The Only Art Unique To Cinema


Nothing new goes into a movie. Even though filmmaking is one of our newest ways to communicate, its component parts are pretty much mediums unto themselves.

For instance, cinematography is basically a twist on still photography. Acting and screenwriting are theatrical traditions adopted to a new stage. Music? Hundred-year-old classical pieces still get used in modern stuff. Sound effects? Perfected on radio. Even animation is an extension of the same art that festooned our homes back when ancient hunts were planned on rock walls.

There is an exception, though. The only part of cinema, that is unique to cinema, is the edit.

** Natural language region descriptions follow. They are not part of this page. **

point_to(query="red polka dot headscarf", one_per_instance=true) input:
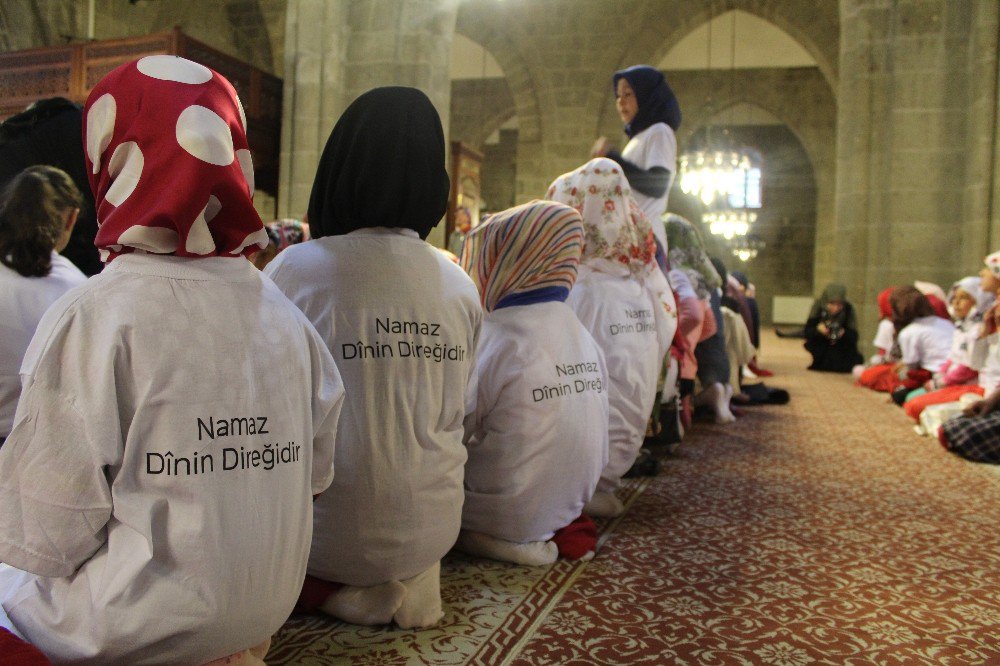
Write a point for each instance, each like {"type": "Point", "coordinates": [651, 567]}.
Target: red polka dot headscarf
{"type": "Point", "coordinates": [168, 160]}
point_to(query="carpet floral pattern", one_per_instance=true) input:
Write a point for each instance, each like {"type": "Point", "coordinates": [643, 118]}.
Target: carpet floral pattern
{"type": "Point", "coordinates": [819, 532]}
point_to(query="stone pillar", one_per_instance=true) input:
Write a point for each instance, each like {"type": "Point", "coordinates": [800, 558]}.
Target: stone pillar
{"type": "Point", "coordinates": [336, 50]}
{"type": "Point", "coordinates": [902, 146]}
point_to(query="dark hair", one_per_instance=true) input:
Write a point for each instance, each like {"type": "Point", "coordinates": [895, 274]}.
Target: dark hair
{"type": "Point", "coordinates": [908, 304]}
{"type": "Point", "coordinates": [33, 208]}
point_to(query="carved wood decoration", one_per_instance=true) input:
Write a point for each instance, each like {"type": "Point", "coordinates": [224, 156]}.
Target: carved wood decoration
{"type": "Point", "coordinates": [71, 71]}
{"type": "Point", "coordinates": [465, 202]}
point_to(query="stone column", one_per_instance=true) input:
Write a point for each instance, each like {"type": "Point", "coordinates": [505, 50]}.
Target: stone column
{"type": "Point", "coordinates": [336, 50]}
{"type": "Point", "coordinates": [902, 145]}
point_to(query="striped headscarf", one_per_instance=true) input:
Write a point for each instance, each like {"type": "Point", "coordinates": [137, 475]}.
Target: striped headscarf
{"type": "Point", "coordinates": [527, 254]}
{"type": "Point", "coordinates": [617, 236]}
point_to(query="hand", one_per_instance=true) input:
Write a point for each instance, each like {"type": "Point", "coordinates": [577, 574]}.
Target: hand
{"type": "Point", "coordinates": [601, 147]}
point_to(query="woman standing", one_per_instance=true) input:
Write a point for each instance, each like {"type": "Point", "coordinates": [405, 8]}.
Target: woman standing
{"type": "Point", "coordinates": [651, 114]}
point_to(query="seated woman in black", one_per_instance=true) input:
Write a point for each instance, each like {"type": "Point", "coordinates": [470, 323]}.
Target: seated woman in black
{"type": "Point", "coordinates": [832, 332]}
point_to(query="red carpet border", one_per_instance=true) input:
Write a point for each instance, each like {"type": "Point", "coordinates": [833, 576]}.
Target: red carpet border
{"type": "Point", "coordinates": [819, 532]}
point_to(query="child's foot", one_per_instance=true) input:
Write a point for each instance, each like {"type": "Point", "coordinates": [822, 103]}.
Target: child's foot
{"type": "Point", "coordinates": [365, 605]}
{"type": "Point", "coordinates": [604, 505]}
{"type": "Point", "coordinates": [532, 553]}
{"type": "Point", "coordinates": [421, 606]}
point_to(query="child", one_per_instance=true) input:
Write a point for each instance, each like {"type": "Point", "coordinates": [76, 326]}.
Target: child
{"type": "Point", "coordinates": [538, 439]}
{"type": "Point", "coordinates": [402, 321]}
{"type": "Point", "coordinates": [38, 209]}
{"type": "Point", "coordinates": [622, 297]}
{"type": "Point", "coordinates": [281, 235]}
{"type": "Point", "coordinates": [956, 376]}
{"type": "Point", "coordinates": [880, 373]}
{"type": "Point", "coordinates": [924, 339]}
{"type": "Point", "coordinates": [157, 485]}
{"type": "Point", "coordinates": [832, 332]}
{"type": "Point", "coordinates": [651, 114]}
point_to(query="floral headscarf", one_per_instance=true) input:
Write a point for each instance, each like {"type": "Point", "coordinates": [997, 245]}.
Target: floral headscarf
{"type": "Point", "coordinates": [527, 254]}
{"type": "Point", "coordinates": [687, 253]}
{"type": "Point", "coordinates": [993, 263]}
{"type": "Point", "coordinates": [618, 238]}
{"type": "Point", "coordinates": [168, 161]}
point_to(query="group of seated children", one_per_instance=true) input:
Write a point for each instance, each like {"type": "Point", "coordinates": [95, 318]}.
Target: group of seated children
{"type": "Point", "coordinates": [939, 357]}
{"type": "Point", "coordinates": [199, 447]}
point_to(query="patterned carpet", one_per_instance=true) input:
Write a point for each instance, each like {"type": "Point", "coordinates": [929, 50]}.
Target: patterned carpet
{"type": "Point", "coordinates": [823, 531]}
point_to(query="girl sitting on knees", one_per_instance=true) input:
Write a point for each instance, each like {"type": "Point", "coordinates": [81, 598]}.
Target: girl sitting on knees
{"type": "Point", "coordinates": [622, 297]}
{"type": "Point", "coordinates": [538, 439]}
{"type": "Point", "coordinates": [880, 373]}
{"type": "Point", "coordinates": [38, 209]}
{"type": "Point", "coordinates": [157, 485]}
{"type": "Point", "coordinates": [956, 377]}
{"type": "Point", "coordinates": [924, 339]}
{"type": "Point", "coordinates": [402, 321]}
{"type": "Point", "coordinates": [832, 332]}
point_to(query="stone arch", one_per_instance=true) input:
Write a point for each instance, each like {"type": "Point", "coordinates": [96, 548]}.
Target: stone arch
{"type": "Point", "coordinates": [812, 120]}
{"type": "Point", "coordinates": [492, 105]}
{"type": "Point", "coordinates": [652, 40]}
{"type": "Point", "coordinates": [475, 23]}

Editing isn’t a scientific process. Adding one and one gets three, not two. Imagine an image of a boy shielding his eyes from the sun as he cranes his neck to stare up at the sky. Imagine another shot of a space shuttle burning its way into orbit. Those images might have nothing to do with each other. They might have been shot by different people, on different days, in different countries, for different projects. Put them together in an edit, though, and they’re happening to each other, at the exact same time. It’s crazy.

Or maybe it’s just magic. Andrei Tarkovsky called filmmaking “sculpting in time” — most of us would struggle to even really explain time, but in the editing suite it becomes our medium. It’s a powerful one, too. An edit can rewrite a screenplay, repurpose a shot, or rebuild a lead performance. In filmmaking, all the other disciplines of history serve to the final cut.

So take care with the editing process. It’s the only place you’ll ever find a movie.